My 4 continents in 4 months drinking buddy Stephen Forte thinks I am insane (that from him!) for keeping all blog stuff in XML files instead of SQL and I just had a quick chat with Jason Whittington about multi-user capabilities for dasBlog.

So... here's a couple of points on what I am thinking about "storage futures" for dasBlog.

XML files are goodness for small sites. There are a lot of folks I met who don't have SQL Server acess for their sites or don't want to deal with the additional complexity. I reckon that it's still a minor administrative burden to set up the permissions, but that's much less than administering your SQL store. Still, SQL is of course superior of sites that have more traffic, because it excels in dealing with concurrency, data consistency and all the database goodness. Come Yukon, there's a great way to mix the extensibility of XML and the power of SQL in a very rich way (to use a Microsoft marketing phrase). And of course, for folks like Stephen, SQL administration is something they do in their sleep. For SQL 2000, I am thinking about submitting Infoset to the data service, breaking out the elements needed for relations and indexes and store everything else as a BLOB. dasBlog only looks at the entry id, the date and the categories when looking for entries so that seems sufficient.

WinFS seems a great way to store the files and add search. I will have to look into that, but it's too far out to even do a prototype.

Multi-User capability is what I discussed with Jason. He suggested that the "author" is just another field. I disagree. The multi-user version of dasBlog (there will be one) will be organized in a very different way. I will actually keep the content absolutely separate on a per-user basis. Site config will be split into user preferences and site preferences. There will be master themes and user-supplied themes. However, there won't be a merged store. Reason: If I am blogging at a shared site and I want to move to a site that I host myself, I want to be able to take the content and make the move myself. Xcopy. If your weblog is on a site with a common store, you will have to extract and remove your content first and that may hard to do and may break stuff in the end, because there may be dependencies in the store that you don't know about. What I am going to do with the multiuser model is that there will be one runtime and app, but content, templates and content will be stored in subdirectories. If you want to move away from a shared site, you grab your stuff drop it into a single-user blog and it just works.

On the inside, the multi-user version will keep one data service instance (and cache) for each user and the portal page will by fed by a data service that aggregates all user data services and creates combined results. Logging will be separate for each user, but the logging information will be fanned out to the common site-wide logging service as well.
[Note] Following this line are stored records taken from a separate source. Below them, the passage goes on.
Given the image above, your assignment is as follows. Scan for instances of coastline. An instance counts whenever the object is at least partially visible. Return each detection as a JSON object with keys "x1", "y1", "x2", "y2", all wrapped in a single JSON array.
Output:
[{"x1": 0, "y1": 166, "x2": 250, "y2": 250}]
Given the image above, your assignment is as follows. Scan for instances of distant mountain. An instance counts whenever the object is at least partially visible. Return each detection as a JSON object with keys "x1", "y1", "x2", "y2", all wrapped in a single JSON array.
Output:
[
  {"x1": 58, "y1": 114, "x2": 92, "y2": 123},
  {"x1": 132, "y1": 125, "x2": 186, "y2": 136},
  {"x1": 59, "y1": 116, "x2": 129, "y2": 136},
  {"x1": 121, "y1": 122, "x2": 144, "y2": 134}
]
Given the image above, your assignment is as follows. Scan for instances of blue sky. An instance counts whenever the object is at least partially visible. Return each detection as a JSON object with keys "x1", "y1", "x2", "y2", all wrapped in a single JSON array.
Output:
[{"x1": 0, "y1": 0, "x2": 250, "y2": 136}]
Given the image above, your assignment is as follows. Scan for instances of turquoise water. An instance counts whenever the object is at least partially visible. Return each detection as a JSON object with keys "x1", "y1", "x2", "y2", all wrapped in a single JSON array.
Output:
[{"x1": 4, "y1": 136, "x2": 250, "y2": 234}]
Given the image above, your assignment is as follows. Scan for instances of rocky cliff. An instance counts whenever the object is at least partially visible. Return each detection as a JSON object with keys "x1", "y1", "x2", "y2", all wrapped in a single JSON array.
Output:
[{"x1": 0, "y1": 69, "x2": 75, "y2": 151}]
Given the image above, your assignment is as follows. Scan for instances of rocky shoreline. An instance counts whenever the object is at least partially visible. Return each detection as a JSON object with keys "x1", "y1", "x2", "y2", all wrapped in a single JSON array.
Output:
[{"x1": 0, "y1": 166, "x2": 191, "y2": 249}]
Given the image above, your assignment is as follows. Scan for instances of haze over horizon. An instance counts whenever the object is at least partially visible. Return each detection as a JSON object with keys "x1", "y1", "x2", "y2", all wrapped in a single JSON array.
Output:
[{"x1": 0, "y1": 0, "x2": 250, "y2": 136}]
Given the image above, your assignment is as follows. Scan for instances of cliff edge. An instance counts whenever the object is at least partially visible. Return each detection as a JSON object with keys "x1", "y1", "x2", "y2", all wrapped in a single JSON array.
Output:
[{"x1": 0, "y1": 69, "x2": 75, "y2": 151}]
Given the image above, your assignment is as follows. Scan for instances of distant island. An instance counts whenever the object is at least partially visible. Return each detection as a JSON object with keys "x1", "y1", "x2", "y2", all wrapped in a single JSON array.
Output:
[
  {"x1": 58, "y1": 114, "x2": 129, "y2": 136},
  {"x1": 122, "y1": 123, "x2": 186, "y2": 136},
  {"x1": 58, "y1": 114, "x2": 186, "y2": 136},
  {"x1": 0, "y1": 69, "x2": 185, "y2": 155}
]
Thursday, October 30, 2003 6:48:23 AM UTC
Dude I count 4, North America, Asia, Europe and Africa.
Thursday, October 30, 2003 6:50:20 AM UTC
Yeah you're right. That was a Floridan mistake.
Clemens Vasters
Thursday, October 30, 2003 7:08:49 AM UTC
I'm looking forward to all the new stuff. Regarding multi-user, I hope you'll concider an additional use-pattern which is to have multiple authors on a single "blog". We use dasBlog internally sort of the way newtelligence uses it (as a news and tip engine). We have multiple authors and would like to be able keep track and show that "Erv" posted this tip vs "Aaron" posting this other tip. We don't really want the weblogs.asp.net use-pattern, though, where there are multiple independent bloggers whose content is aggregated.

Perhaps a combination of the two? Support for multiple distinct blogs (with ease of movement as you described) that get aggregated along with the option of having multiple contributors to any single blog?
Thursday, October 30, 2003 9:44:08 AM UTC
+1 on the multi-user option. This is a fantastic feature and will make things go a little easier around the house...

+1 on the blob idea using only the important pieces to index/search with. I have argued this approach with many architects in my time and they always say the same thing.. "but what if I need to index/search on one of those fields that you've crammed into the blob?" That's a one time process to scour the data and create a new column containing the missing information. That's my thinking on it, anyway.

I'm looking forward to some native XML support in SQL. SQLXML was a good bridge to get familiar with the concept, but It didn't wuite fly the way I needed it to.
Thursday, October 30, 2003 11:44:12 PM UTC
@Erv

You can do that today with v1.4. Set up a separate "topic blog", add the users to the security config and set up cross-posting [1] on the personal blogs. That way you can push stuff from the personal blogs onto the topic blog.